Nesse ínterim, é comum se falar na “legítima expectativa” do consumidor. Por exemplo, quando se adquire um veículo, se tem a legítima expectativa de que o veículo atenda às finalidades de transporte, devendo, para tanto, estar em bom estado de funcionamento. Há de se ter cuidado na análise da legítima expectativa do consumidor, para que esta esteja de acordo com a boa-fé, não podendo o consumidor pretender exigir vantagem manifestamente indevida ou reclamar vício que não afeta a qualidade que normalmente se espera do produto. À título de exemplo, não pode um consumidor adquirir um veículo 1.0 e reclamar como sendo vício a dificuldade momentânea de subir uma ladeira com o veículo carregado, vez que é esperado que veículos de baixa litragem não possuam um notável desempenho de torque. Neste caso, não há vício de qualidade, pois nunca poderia ter havido a legítima expectativa de que este produto cumprisse tal finalidade.
Além disso, deve-se atentar aos prazos decadenciais. Conforme o art. 26 do CDC, o prazo para reclamar os vícios aparentes em produtos duráveis é de noventa dias, enquanto que nos produtos não duráveis o prazo diminui para trinta dias. Com exceção dos vícios ocultos – também chamados de redibitórios, que possuem um regramento e requisitos próprios -, o fornecedor não está obrigado a prestar assistência de garantia fora destes prazos.
Não obstante, muitos consumidores tem a crença errônea de que quaisquer vícios ou falhas no produto podem ensejar, automaticamente, a devolução da quantia paga. Muito pelo contrário, é direito do fornecedor, conforme o art. 18, §1º, reparar o vício no prazo de 30 dias. Somente após decorrido este prazo sem que o fornecedor tenha efetivamente sanado o problema é que o consumidor pode exigir a devolução da quantia paga ou a substituição do produto.
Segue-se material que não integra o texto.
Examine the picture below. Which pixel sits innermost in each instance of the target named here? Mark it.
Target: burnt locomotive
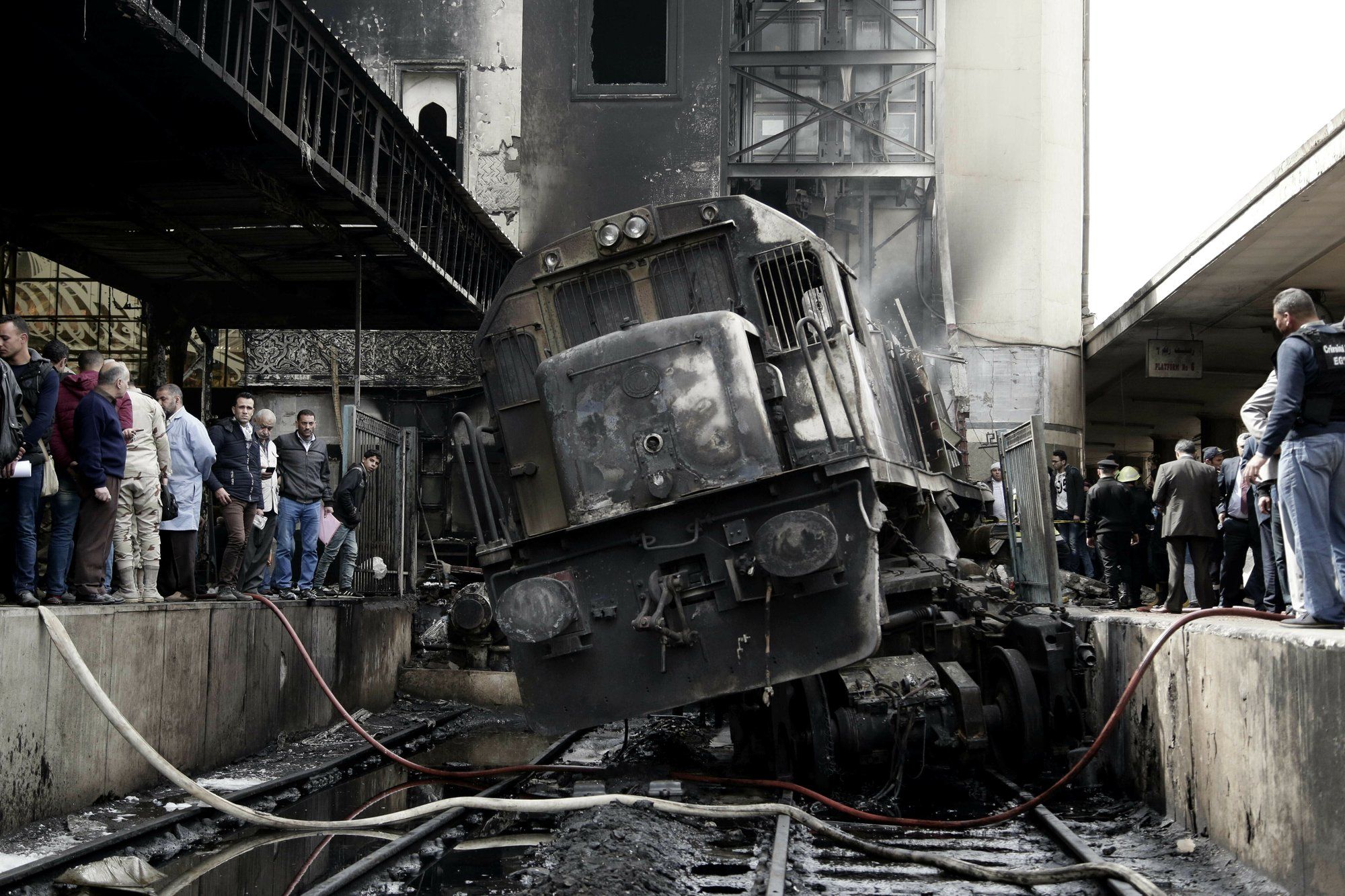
(722, 481)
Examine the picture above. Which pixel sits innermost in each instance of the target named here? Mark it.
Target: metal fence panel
(1032, 536)
(388, 529)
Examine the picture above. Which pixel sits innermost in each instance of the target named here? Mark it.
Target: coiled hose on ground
(1028, 877)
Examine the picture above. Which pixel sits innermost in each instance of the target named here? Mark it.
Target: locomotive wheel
(1013, 712)
(817, 751)
(804, 736)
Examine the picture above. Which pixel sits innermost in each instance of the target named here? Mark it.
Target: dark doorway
(434, 127)
(630, 41)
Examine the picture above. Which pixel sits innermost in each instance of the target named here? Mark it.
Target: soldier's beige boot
(150, 584)
(126, 576)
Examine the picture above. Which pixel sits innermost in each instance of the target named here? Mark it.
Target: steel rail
(1058, 830)
(104, 846)
(381, 857)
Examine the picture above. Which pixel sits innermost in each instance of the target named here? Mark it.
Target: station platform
(205, 682)
(1238, 732)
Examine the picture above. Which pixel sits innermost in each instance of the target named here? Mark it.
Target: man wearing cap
(1238, 517)
(1110, 517)
(1187, 494)
(999, 506)
(1143, 518)
(1308, 421)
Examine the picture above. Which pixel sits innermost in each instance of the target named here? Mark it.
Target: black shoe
(99, 599)
(1309, 620)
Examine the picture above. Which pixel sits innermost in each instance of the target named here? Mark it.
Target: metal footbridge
(232, 159)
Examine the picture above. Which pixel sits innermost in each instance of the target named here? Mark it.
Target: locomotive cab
(705, 438)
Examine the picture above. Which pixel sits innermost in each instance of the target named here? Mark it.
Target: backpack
(11, 431)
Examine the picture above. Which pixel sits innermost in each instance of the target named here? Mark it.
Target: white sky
(1194, 103)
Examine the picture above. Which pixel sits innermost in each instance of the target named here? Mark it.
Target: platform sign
(1176, 358)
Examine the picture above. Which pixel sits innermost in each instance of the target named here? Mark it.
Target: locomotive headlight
(637, 227)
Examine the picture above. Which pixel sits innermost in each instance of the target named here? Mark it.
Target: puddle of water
(535, 838)
(489, 748)
(474, 873)
(266, 862)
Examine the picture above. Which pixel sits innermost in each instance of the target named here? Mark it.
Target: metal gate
(388, 529)
(1032, 536)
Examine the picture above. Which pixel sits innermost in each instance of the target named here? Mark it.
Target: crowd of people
(122, 477)
(1280, 499)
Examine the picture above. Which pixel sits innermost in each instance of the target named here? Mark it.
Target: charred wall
(592, 149)
(475, 45)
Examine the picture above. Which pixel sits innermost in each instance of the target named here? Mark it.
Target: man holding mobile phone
(256, 572)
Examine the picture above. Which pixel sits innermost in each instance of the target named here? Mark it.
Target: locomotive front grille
(792, 287)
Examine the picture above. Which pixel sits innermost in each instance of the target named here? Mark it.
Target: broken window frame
(583, 85)
(806, 24)
(401, 68)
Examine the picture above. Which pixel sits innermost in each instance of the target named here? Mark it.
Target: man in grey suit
(1187, 493)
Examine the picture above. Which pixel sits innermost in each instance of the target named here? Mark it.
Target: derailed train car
(723, 481)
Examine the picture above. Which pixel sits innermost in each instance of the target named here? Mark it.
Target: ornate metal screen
(432, 358)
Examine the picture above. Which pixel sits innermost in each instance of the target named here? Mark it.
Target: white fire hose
(1027, 877)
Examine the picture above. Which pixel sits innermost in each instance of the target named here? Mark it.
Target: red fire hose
(360, 729)
(1108, 729)
(962, 823)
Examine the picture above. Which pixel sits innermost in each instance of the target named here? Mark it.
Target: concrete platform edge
(206, 682)
(1238, 732)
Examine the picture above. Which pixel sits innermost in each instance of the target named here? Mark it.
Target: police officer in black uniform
(1110, 517)
(1308, 423)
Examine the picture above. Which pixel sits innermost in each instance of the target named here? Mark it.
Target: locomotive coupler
(656, 618)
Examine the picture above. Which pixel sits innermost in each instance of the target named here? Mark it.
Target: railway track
(801, 862)
(482, 852)
(38, 874)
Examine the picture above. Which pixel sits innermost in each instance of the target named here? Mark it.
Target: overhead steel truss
(744, 61)
(297, 76)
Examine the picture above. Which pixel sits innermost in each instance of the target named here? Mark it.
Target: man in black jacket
(349, 498)
(1067, 495)
(1110, 517)
(306, 494)
(236, 479)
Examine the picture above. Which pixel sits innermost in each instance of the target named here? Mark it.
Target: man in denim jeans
(1311, 412)
(349, 498)
(21, 497)
(1069, 497)
(306, 494)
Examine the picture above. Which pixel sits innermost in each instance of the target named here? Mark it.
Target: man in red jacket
(65, 503)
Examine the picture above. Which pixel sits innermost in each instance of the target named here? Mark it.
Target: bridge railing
(297, 76)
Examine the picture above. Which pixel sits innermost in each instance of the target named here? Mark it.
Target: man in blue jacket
(349, 498)
(236, 479)
(1069, 497)
(100, 462)
(306, 494)
(21, 498)
(1309, 413)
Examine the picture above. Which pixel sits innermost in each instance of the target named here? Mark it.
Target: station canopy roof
(1288, 232)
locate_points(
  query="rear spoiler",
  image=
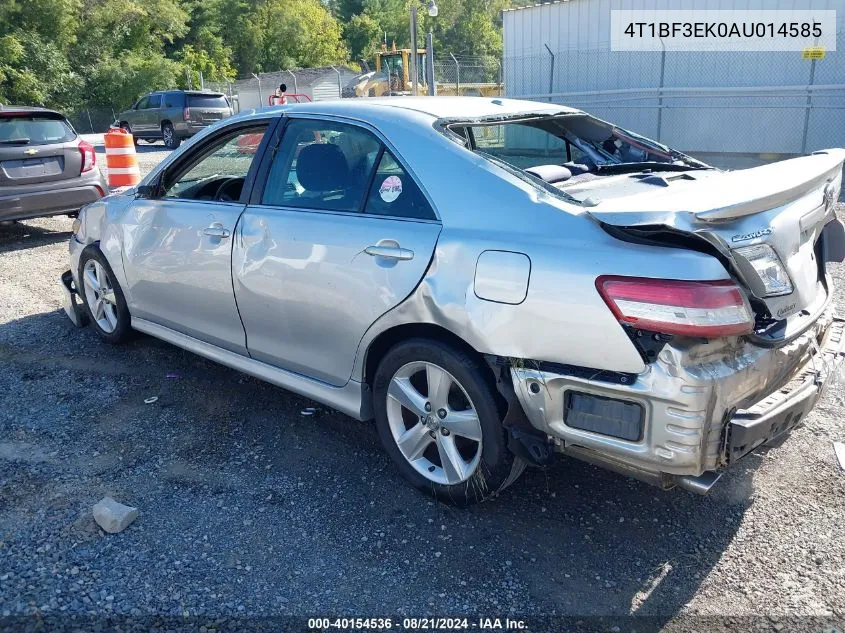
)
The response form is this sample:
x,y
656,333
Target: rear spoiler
x,y
722,197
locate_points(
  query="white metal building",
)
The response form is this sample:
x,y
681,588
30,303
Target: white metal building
x,y
750,102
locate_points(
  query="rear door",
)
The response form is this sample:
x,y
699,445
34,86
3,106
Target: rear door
x,y
340,234
150,115
178,242
36,148
207,108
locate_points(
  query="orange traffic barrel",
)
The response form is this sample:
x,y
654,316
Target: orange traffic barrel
x,y
121,160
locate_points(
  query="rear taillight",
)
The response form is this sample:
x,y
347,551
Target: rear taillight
x,y
706,309
89,156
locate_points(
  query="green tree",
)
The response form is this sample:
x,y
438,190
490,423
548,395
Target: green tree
x,y
363,35
117,82
299,33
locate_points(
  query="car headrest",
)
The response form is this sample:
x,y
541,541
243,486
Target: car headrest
x,y
322,167
550,173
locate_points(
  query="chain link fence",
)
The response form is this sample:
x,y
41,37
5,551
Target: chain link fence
x,y
473,76
749,102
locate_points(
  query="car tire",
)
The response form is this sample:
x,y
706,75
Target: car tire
x,y
125,126
102,297
475,463
171,141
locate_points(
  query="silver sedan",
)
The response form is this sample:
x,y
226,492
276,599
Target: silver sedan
x,y
493,281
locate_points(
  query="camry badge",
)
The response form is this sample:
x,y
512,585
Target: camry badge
x,y
829,194
750,236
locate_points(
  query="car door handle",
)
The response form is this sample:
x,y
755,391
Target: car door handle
x,y
216,230
390,252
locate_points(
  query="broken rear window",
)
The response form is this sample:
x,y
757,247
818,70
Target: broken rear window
x,y
578,142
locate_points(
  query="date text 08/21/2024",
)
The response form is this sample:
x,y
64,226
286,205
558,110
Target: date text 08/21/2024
x,y
417,624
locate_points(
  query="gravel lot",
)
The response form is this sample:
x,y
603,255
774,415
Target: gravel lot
x,y
249,507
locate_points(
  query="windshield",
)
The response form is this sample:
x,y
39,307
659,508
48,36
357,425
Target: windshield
x,y
34,129
577,140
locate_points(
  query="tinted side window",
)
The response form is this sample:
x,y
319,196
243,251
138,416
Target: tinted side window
x,y
395,193
34,129
207,101
220,171
322,165
174,100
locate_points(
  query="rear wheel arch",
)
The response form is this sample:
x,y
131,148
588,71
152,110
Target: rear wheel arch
x,y
391,337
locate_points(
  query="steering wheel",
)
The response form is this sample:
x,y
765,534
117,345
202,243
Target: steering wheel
x,y
221,196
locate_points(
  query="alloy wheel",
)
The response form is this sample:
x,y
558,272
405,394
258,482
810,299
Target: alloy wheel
x,y
99,295
434,423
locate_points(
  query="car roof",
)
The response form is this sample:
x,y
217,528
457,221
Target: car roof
x,y
187,92
12,109
459,108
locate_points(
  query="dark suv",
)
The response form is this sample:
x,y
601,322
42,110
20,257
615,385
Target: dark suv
x,y
172,115
45,168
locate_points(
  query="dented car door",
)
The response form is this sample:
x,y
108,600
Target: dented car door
x,y
340,234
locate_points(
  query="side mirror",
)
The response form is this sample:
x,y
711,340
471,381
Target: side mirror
x,y
147,191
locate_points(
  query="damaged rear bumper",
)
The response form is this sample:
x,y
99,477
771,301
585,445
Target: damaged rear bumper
x,y
691,412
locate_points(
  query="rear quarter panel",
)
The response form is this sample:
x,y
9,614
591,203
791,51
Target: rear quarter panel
x,y
563,318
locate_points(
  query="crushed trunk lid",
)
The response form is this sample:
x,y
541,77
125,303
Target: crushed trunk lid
x,y
784,205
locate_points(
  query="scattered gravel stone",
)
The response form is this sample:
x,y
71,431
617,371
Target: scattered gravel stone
x,y
112,516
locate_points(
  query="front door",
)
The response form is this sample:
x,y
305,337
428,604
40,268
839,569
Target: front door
x,y
178,243
340,235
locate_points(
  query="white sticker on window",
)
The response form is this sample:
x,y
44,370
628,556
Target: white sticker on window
x,y
390,189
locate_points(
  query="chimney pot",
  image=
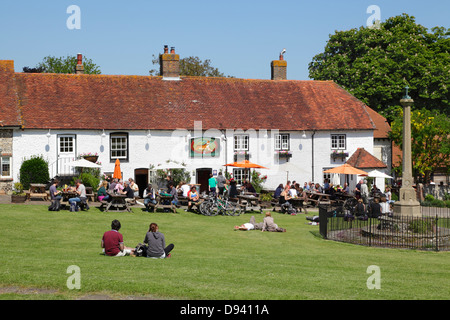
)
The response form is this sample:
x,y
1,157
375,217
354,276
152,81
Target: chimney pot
x,y
279,69
169,64
79,69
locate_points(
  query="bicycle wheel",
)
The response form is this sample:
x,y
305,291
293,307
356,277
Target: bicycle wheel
x,y
214,209
232,209
205,208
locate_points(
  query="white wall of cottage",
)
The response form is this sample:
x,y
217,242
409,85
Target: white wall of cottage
x,y
174,145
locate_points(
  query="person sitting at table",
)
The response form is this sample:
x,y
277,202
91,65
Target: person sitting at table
x,y
184,188
360,208
284,199
112,242
134,187
317,188
112,185
375,209
326,186
193,197
278,191
345,188
149,197
385,207
119,187
249,188
101,192
157,243
174,194
233,193
55,194
81,192
128,192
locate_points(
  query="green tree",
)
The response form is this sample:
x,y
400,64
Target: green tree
x,y
192,66
430,145
375,64
67,64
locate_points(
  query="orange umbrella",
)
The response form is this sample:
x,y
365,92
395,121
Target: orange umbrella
x,y
346,169
117,172
245,164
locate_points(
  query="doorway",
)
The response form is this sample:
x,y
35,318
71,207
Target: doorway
x,y
141,179
203,175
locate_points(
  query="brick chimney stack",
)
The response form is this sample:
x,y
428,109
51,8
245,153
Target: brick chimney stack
x,y
169,64
279,68
79,69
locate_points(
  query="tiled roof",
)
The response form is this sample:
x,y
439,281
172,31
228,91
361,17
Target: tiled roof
x,y
362,159
9,104
61,101
382,126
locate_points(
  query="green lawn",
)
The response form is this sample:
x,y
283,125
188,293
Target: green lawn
x,y
210,260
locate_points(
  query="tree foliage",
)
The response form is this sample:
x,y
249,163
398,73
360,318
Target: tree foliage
x,y
192,66
430,145
67,64
375,64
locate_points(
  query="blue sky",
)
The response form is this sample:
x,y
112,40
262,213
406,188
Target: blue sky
x,y
239,37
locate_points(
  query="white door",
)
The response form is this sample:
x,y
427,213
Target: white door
x,y
66,153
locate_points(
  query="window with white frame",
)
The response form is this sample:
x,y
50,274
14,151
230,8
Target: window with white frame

Muito embora a legislação consumerista seja notavelmente favorável ao consumidor, deve-se ter a devida cautela quando da análise do caso concreto para se verificar, em primeiro plano, a incidência dessa legislação. Além disso, deve-se analisar também os requisitos dispostos no CDC, não sendo a garantia uma vinculação eterna do fornecedor ao perfeito funcionamento do produto.
[1] Estudante de Direito da UNESP e Estagiário no Escritório Miron Sociedade de Advogados.
Bibliografia:
TARTUCE, Flávio; NEVES, Daniel Amorim Assumpção. Manual de Direito do Consumidor: Direito material e processual. São Paulo: Editora Forense, 2020.